In our Python use case you will need three libraries downloaded: json, requests and pandas.

import json
import requests
import pandas as pd
import seaborn as sns
import matplotlib.pyplot as plt

# Create apiCall
apiCall = "http://15.223.72.239:8000/gbads/LiveAnimals/?year_start=2005&year_end=2018&element=Stocks&item=Chickens"

response = requests.get(apiCall).json()

# Print the response so we can see what we got.
print(response)

In some cases, you may want to convert your response to a pandas dataframe, visualize the result, or save the result to a csv file. Below we will demonstrate how you can accomplish each of the following:

# Create pandas dataframe from api response
response = pd.DataFrame(response)

# What is our result? Print the first 10 rows of the dataframe.
print(response.head(10))

Before we go ahead and graph this data, we can use pandas to get a general overview of the data that we got from the api call.

# Which columns do we have? 
print(response.columns)

We can also see summaries of the columns:

response.describe()
# Graph time!
response.plot.scatter(x='Year',
y='Value',
c='DarkBlue')

And for fun, lets visualize a linear relationship through seaborn's linear regression function. The function provides a regression line on a plot with a 95% confidence interval.


ax = sns.regplot(x="Year", y="Value", data=response)

# Set axis labels
ax.set(xlabel='Year', ylabel='Number of Live Animals (1000 Heads)')

# Add a title
plt.title("Number of Live Chickens in Ethiopia")

# Show the result
plt.show(ax)

As you can see, with very little work we have gathered the data from the API, converted into a pandas dataframe, and plotted a regression.

We could also plot the data and visualize which points correspond to official data, and which were imputted:

# Different colours for the flag descriptions
sns.scatterplot(x="Year", y="Value", hue="Flag Description", data=response)

# Set axis labels
ax.set(xlabel='Year', ylabel='Number of Live Animals (1000 Heads)')

# Add a title
plt.title("Number of Live Chickens in Ethiopia")

# Show the result
plt.show(ax)

If you are interested in simply gathering the data from the API and saving it as a csv, you can use the code below to do so.

import json
import requests
import pandas as pd

# Create apiCall
apiCall = "http://15.223.72.239:8000/gbads/LiveAnimals/?year_start=2005&year_end=2018&element=Stocks&item=Chickens"

response = requests.get(apiCall).json()

# Encoding/decoding dataframe to get it in csv format
response = response.to_json(orient='split')
response = pd.read_json(response,orient='split')

# Name of outfile.
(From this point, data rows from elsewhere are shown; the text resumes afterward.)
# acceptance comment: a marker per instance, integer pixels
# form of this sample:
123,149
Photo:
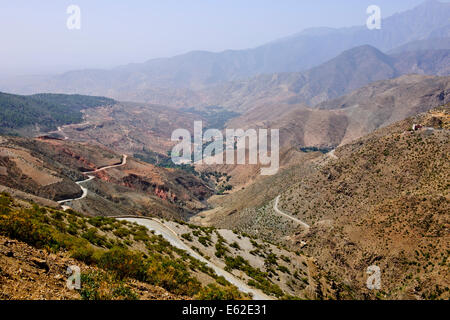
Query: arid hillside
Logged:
381,200
344,119
49,168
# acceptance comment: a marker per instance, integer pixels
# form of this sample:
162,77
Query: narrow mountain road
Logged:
62,133
275,207
172,237
90,178
124,162
85,191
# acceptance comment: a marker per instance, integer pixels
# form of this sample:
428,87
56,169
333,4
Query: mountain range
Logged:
159,79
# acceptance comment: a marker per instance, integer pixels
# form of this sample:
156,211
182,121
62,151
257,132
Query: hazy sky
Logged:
35,39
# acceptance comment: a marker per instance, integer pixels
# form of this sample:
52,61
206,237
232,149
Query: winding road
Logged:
275,207
172,237
90,178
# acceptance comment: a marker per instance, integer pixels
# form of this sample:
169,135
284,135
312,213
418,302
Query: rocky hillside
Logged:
344,119
381,200
123,260
49,168
118,260
43,112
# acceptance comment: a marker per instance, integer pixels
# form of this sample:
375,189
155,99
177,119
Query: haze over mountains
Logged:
358,184
151,81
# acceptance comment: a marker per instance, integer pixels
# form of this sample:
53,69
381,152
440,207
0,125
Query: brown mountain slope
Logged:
384,201
342,120
349,71
48,168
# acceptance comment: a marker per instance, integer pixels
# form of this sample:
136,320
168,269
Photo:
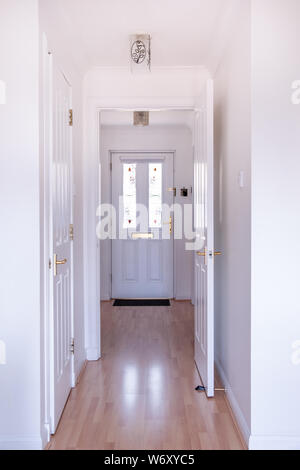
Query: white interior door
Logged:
62,316
204,226
142,253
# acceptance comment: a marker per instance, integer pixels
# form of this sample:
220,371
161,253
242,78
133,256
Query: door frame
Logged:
139,152
47,258
92,198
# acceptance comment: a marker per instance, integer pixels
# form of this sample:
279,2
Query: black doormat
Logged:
142,303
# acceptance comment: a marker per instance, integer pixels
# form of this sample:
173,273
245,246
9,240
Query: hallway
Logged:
141,396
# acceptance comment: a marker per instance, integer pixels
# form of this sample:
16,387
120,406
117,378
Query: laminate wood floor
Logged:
141,394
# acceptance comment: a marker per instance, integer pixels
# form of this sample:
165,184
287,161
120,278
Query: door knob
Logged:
58,263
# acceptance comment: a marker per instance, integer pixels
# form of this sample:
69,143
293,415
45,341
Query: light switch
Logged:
2,353
2,92
241,179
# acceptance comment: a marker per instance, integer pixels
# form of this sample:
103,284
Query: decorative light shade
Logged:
2,92
140,53
141,118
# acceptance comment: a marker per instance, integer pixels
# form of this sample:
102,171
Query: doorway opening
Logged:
152,167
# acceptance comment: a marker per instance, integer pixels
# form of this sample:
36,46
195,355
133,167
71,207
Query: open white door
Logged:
61,326
204,227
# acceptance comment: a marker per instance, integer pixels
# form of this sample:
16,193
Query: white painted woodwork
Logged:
142,268
204,227
61,325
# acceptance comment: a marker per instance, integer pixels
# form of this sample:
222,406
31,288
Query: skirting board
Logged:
239,416
20,443
274,443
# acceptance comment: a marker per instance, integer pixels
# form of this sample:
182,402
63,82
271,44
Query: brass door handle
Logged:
58,263
170,223
203,253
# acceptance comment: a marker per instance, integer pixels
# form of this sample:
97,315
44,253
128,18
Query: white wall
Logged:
275,224
233,218
20,419
154,138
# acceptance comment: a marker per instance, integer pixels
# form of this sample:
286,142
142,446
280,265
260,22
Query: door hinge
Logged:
71,232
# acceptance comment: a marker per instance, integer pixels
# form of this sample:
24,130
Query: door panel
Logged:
204,227
61,357
142,267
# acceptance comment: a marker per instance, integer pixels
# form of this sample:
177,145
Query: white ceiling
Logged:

Replace this with the path to where you would like to store the file, and the filename.
outfile = 'path/to/outfile/outfilename.csv'

# Save to outfile using pandas
response.to_csv(outfile, index=False)

Here's our R implementation:

You will need to make sure that you have the httr and jsonlite R packages downloaded.

# Uncomment the line below if you don't already have the libraries 
# install.packages(c("httr", "jsonlite"))

# Load in libraries
library(httr)
library(jsonlite)

# Create API call
apiCall = "http://15.223.72.239:8000/gbads/LiveAnimals/?year_start=2005&year_end=2018&element=Stocks&item=Chickens"

# Send request
response = GET(apiCall)

# See what the response gives us
response

# Create a dataframe from the API response
data = fromJSON(rawToChar(response$content))

# Check to make sure that worked
class(data)

# See what the first 5 rows of the data look like
head(data)

Creating a User Profile

The guide above allows you to access the API, which allows access to open data. In the future, we anticipate private data sources which you will only have access to if you are given permissions. Our system will support the ability to create a verified user log in, which will give you access to the private sources you are granted access to via a personalized portal and API key.